Two important and fundamental changes occurred with The N Crowd. Shows at The Actors Center returned to Friday nights and the troupe developed a system of online ticket ordering utilizing Google Checkout. Since August 2006, The N Crowd has had over a dozen sold-out shows and has performed several “Double Features” with two shows being performed in one night. During this open end run of shows at The Actors Center, the troupe celebrated two more important milestones in early 2007: their 100th performance and their 2-year anniversary. Since then The N Crowd has continued to have steady crowds. In August 2007, The N Crowd marked 12 months of shows at The Actors Center making it the longest running N Crowd venue since their founding. In an article by the Philadelphia MetroThe N Crowd has been keeping "Philly funny" and "following improv wherever it leads." With a small picture of The N Crowd on the front page, this marked the first time the troupe has made the front page of a major city newspaper. Starting in August 2007, The N Crowd returned to the Philly Fringe Festival.
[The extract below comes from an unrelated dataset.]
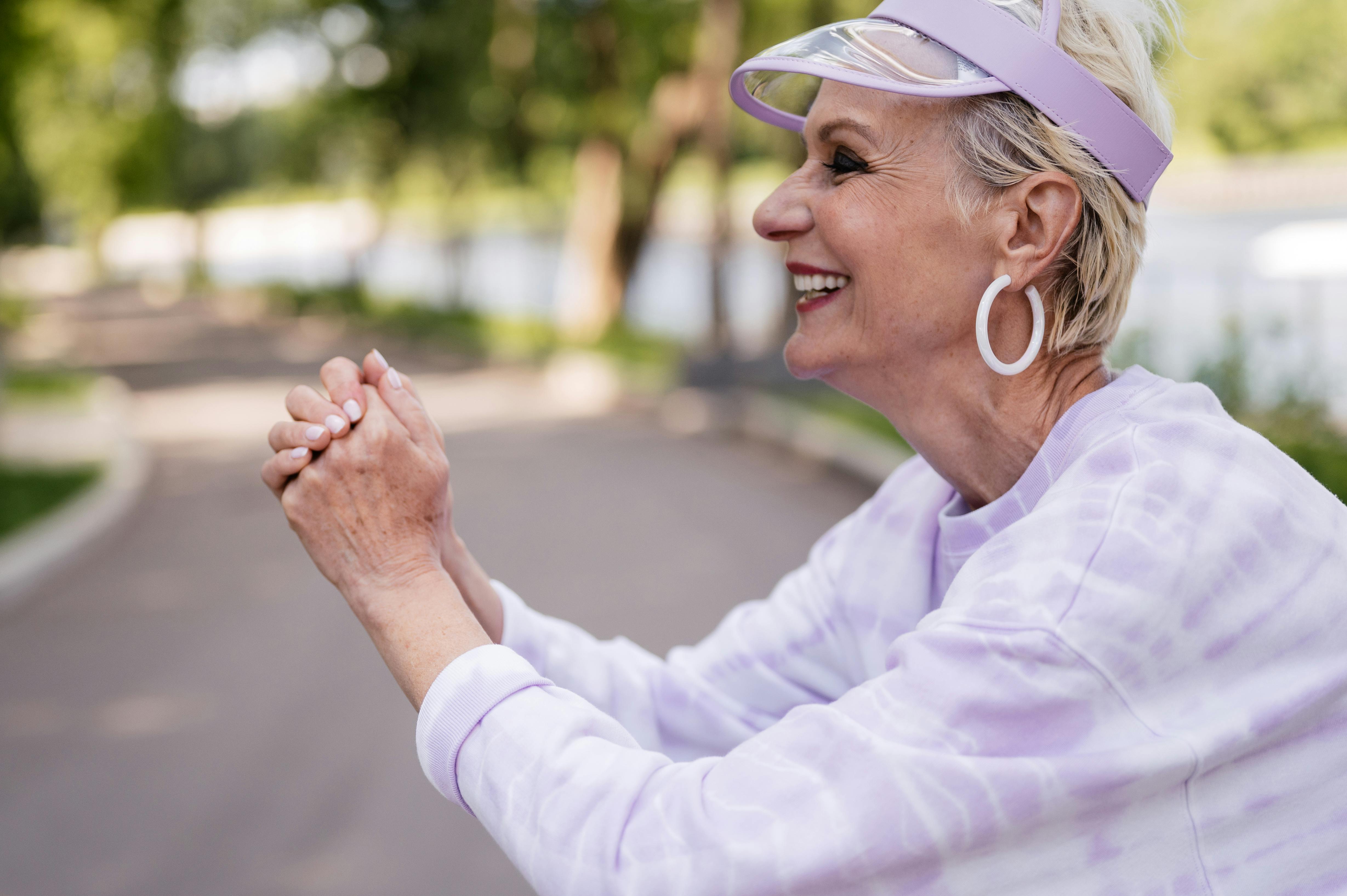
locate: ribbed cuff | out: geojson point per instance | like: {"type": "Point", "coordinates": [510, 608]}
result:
{"type": "Point", "coordinates": [461, 697]}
This marked their second appearance in the festival and has resulted in mentions in Fringe write ups for The Philadelphia Inquirer and the Philadelphia City Paper. Their biggest press coverage for their participation in the Fringe Festival came from the Pottstown Mercury with a full page color photo, a 2-page article, and two additional photos. The article highlighted The N Crowd's participation in the Philly Fringe as well as several other shows in the festival. It also connected locally to Pottstown by featuring member B.J. Ellis, who is from the Pottstown. The article interviewed him on what improv involved mentally and physically while giving some tidbits about The N Crowd in general.

== Types of Shows ==
In any given week, The N Crowd has the following types of shows.
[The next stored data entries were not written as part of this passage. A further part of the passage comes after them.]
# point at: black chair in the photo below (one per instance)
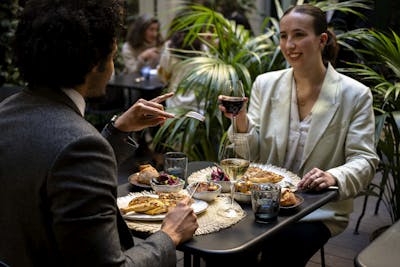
(378, 189)
(99, 110)
(8, 89)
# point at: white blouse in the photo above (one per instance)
(298, 131)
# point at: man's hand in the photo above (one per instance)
(144, 114)
(180, 223)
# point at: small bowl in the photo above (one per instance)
(204, 195)
(242, 197)
(225, 186)
(167, 188)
=== Regular Weekly Show ===
The most common type of show is a regular weekly show that takes place on Fridays. These shows generally last 90 minutes with no intermission. Up to 18 different improv games are played with six to ten members of The N Crowd. Most shows end with the games A Day in The Life, Super Freeze, or Anti-Freeze.

=== Double Features ===

These shows are commonly held on First Friday in Philadelphia. First Friday has grown to be a large monthly event in the area. Art galleries and other stores often have sales and extended hours. On these nights The N Crowd performs two 90 minute shows. Typically these shows are at 8 p.m. and at 10 p.m. Currently, these Double Features are on an irregular schedule, however plans are in the works to make them a regular monthly feature.
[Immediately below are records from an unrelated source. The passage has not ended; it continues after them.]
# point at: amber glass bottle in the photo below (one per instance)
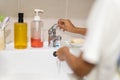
(20, 33)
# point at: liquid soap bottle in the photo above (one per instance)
(20, 33)
(36, 30)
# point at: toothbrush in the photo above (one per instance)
(5, 22)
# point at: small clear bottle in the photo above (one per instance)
(20, 33)
(37, 30)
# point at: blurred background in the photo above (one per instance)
(76, 10)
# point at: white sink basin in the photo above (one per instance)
(31, 64)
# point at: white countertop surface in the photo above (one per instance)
(32, 64)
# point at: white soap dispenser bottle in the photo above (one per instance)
(36, 30)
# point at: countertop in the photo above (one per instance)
(32, 64)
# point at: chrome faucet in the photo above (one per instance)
(53, 39)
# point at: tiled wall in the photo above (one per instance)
(76, 10)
=== Special Guest Shows ===
Occasionally The N Crowd will invite other improv troupes or stand-up comedians to open up the show. These shows are still typically 90 minutes in length. The special guest will perform for about 30 minutes, while The N Crowd will perform for 60 minutes.

Special guests have included performers from Philly Improv Theater and:

- The Rare Bird Show
- Industrial Improv
- The Ninjas
- Lunch Lady Doris
- Zombie Shark
- The Throng
- Whipsuit
- Holmes/Maughan
- Men About Town
- Hypnotoad

=== Double Special Guest Shows ===
As the name implies, there are two special guests for these shows. Each special guest and The N Crowd perform for 30 minutes.

=== Satellite Shows ===
These shows take place outside the regularly scheduled N Crowd shows. Their length is anywhere from 20 minutes to a full 90-minute show. These shows are typically held in bars, colleges, fundraisers, or as entertainment for conferences.